Netflix prize offers more than cash
Last year Netflix offered a prize of $1 million to anyone to improve their recommendations to user by 10% or better. Now it seems the gave out more than expected.
When the online DVD service Netflix offered its $1 million prize gave out real data from its users to help improve its recommendation feature on its site. When a user rates a DVD the feature offers other movies that user may like depending on genre, actor, director, etc.
To make sure the contestants’ algorithm would work in the real world data Netflix provided data over 100 million movie ratings made by 500,000 users. To be careful Netflix first asked users if it was OK to use their data for this project than anonymized the personal details of the user.
Now it turns out that two men from the University of Texas at Austin have de-anonymized the data.
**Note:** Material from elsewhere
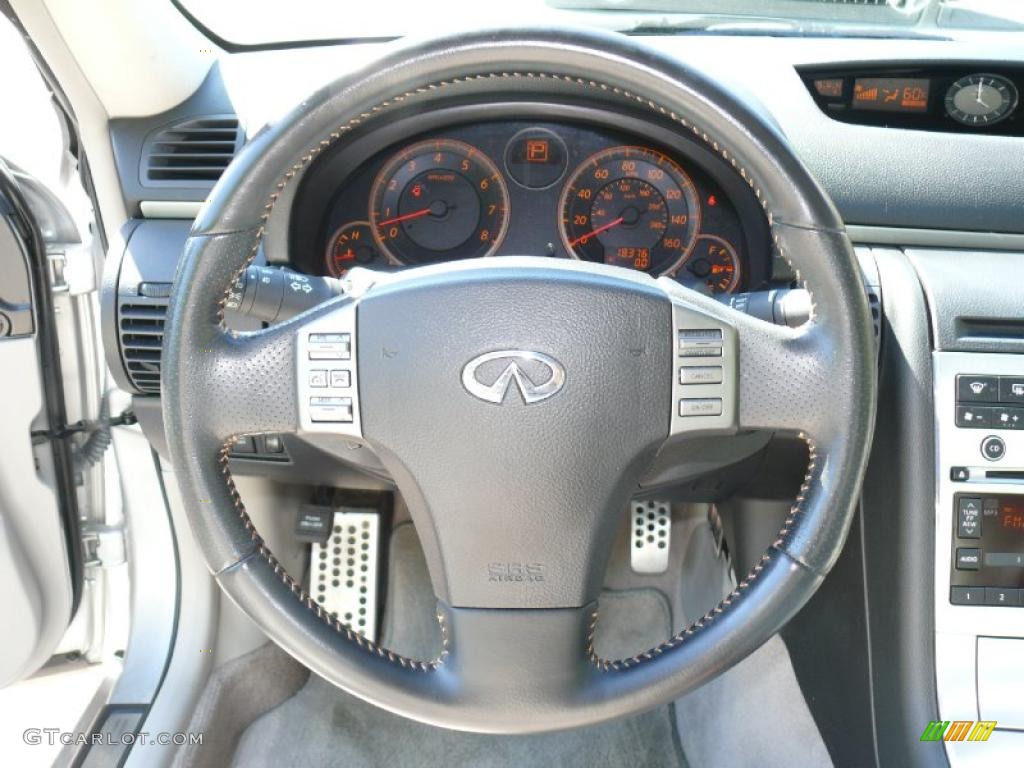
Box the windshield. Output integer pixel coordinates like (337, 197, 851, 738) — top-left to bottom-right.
(177, 0, 1024, 48)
By cross-referencing data from sources other sites and the Netflix data they were able to identify the anonymous Netflix user.
Aside from popular movies people have unique tastes and tend to share them on sites like IMDB, Amazon, and others that have a similar ratings systems. Sometimes those users rated and review films on similar dates, narrowing the fields.
The duo from Texas explained:
“Given a user’s public IMDb ratings, which the user posted voluntarily to selectively reveal some of his (or her; but we’ll use the male pronoun without loss of generality) movie likes and dislikes, we discover all the ratings that he entered privately into the Netflix system, presumably expecting that they will remain private.”
Be aware that when you share something online you are not just sharing it with “friends” on not just on that site. Your data can be cross-referenced then your anonymity will no longer be as strong as you thought.